Woolies lifts sales but still lags Coles

BLAIR SPEEDY
February 01, 2013
The Australian

THE checkouts of the nation’s supermarkets are ringing up big sales numbers, but the giants in the game, Woolworths and Coles, are having to claw for every dollar as customers demand ever-lower prices and deep discounts to part with their cash.

Woolworths yesterday reported sales of $10.3 billion for the December quarter, up 4.8 per cent from the same period a year earlier, or 2.5 per cent when the impact of new-store openings was stripped out.
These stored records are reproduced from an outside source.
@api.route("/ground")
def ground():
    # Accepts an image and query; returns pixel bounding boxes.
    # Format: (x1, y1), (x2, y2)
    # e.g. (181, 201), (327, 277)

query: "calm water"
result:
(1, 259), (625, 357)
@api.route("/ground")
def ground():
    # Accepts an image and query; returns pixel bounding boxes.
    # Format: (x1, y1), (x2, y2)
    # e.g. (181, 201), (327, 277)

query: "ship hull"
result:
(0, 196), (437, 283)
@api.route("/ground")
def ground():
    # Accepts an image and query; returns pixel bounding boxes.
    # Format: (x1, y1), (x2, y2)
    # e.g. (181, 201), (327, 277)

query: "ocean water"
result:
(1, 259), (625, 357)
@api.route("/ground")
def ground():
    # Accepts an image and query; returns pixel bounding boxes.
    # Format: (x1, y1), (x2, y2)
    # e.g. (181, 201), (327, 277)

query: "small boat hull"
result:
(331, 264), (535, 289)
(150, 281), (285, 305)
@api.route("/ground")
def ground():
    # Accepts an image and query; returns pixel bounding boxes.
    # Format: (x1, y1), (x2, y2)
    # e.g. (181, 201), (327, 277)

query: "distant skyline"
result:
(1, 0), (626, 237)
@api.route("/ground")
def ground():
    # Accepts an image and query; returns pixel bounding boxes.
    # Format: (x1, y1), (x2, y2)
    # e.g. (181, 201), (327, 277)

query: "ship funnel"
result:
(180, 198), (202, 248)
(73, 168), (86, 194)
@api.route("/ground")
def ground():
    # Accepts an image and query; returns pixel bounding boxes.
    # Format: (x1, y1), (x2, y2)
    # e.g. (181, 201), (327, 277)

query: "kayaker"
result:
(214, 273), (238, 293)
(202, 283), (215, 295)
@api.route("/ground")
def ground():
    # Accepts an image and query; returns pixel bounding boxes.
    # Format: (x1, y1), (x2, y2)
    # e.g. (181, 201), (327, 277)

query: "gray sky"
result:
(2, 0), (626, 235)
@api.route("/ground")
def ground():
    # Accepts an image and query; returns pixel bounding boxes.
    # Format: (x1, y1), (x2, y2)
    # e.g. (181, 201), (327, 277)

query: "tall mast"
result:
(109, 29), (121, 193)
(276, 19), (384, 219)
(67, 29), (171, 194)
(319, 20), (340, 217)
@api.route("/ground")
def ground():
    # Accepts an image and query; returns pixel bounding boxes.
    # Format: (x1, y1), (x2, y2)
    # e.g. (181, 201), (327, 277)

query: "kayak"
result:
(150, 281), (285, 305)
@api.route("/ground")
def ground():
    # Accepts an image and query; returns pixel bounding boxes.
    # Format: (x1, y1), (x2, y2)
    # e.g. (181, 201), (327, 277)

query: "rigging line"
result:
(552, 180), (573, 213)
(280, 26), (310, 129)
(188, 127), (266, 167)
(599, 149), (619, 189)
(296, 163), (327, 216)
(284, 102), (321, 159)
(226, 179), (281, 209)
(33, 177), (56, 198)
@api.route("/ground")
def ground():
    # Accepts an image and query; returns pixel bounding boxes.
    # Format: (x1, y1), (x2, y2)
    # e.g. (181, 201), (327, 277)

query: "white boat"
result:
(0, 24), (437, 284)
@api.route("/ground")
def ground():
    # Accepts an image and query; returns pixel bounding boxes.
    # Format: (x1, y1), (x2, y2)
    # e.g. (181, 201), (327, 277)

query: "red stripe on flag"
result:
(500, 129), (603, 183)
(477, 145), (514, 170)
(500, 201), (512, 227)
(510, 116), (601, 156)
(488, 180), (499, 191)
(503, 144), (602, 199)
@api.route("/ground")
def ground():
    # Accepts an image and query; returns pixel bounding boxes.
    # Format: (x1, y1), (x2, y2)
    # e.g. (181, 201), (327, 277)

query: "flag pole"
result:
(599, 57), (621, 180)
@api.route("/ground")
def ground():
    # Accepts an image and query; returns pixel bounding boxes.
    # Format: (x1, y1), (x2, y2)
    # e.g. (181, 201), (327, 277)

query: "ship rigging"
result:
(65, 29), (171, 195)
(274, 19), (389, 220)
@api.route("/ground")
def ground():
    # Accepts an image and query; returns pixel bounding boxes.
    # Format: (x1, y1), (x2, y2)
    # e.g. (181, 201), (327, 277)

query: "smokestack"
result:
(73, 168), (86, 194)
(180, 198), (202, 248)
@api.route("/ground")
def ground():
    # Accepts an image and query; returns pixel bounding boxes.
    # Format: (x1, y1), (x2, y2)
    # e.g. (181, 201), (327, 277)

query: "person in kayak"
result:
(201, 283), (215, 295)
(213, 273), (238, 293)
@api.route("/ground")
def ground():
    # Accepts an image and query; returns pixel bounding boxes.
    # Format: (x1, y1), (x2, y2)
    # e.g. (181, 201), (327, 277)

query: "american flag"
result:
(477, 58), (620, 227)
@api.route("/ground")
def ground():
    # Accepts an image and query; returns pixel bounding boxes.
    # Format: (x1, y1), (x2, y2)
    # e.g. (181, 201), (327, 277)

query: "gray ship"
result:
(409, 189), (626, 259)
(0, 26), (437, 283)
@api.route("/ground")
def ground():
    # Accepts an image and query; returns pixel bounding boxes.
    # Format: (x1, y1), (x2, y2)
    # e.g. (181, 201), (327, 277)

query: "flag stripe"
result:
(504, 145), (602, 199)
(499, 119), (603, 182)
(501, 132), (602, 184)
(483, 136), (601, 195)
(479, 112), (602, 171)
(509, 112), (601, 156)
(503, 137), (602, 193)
It was Woolies’ third straight quarter of higher sales on a comparable-store basis, the benchmark by which most retailers measure performance, but it was not enough to break a 14-quarter losing streak against Coles, which on Wednesday reported a 3.9 per cent comparable-store sales gain for the December quarter.

Woolworths chief executive Grant O’Brien said the gains were hard won, with the company offering inducements such as 10c per litre fuel discounts to supermarket shoppers spending $100, and $20 gift cards for spending at least $100 on three separate shopping trips.

“I think all retailers, us included, had to work hard to make Christmas a success,” Mr O’Brien said.

“I don’t think consumers have woken up in December and suddenly feel completely confident again. There still is a level of lack of confidence in consumers and I think that will continue to be the case for some time.”

It was a sobering message for a sector that had been hoping the new year would bring a change in fortunes from a 2012 marked by consumer gloom, price deflation and a slew of retailers falling into administration.

Mr O’Brien said consumers were still cautious overall, but “in a better place this year than they were last year”, and the federal election in September was expected to provide additional certainty to the retail sector.

“I’m looking forward to policies, hopefully from both sides of the fence, that are going to provide a bit more reason for confidence for our consumers and for businesses,” he said.

The company, which also owns the Big W discount department store chain, hardware group Masters and the Countdown supermarket chain in New Zealand, reported sale of $30.04bn for the first half of the financial year, up 4.8 per cent from the previous corresponding period, excluding the now-sold consumer electronics chain Dick Smith.

The only division to go backwards during the quarter was petrol, which saw volumes fall by 3.2 per cent as Coles doubled its standard 4c per litre fuel voucher offer to 8c, for supermarket customers spending as little as $30 — an offer that began in October and is set to run though Easter.

Woolworths also revealed a $66m writeoff related to the electronics business — on top of the $420m writedown it took against the asset last year — relating to the cost of inventory purchased in the lead-up to Christmas, prior to the handover on November 26.

While analysts noted that it was usually the buyer who compensated the seller for inventory when a business changed hands, Mr O’Brien said Woolies did stand to collect an unspecified back-end payment when Dick Smith was eventually on-sold by its new owners, private equity firm Anchorage, which paid just $20m for the chain of more than 300 stores.

An additional $28m loss was booked on rental guarantees made by Woolies to Shopping Centres Australasia, its former property arm that was spun off into a separate listed vehicle in November.

Excluding these one-off items, Woolies has maintained guidance for full-year net profit growth of between 3 per cent and 6 per cent.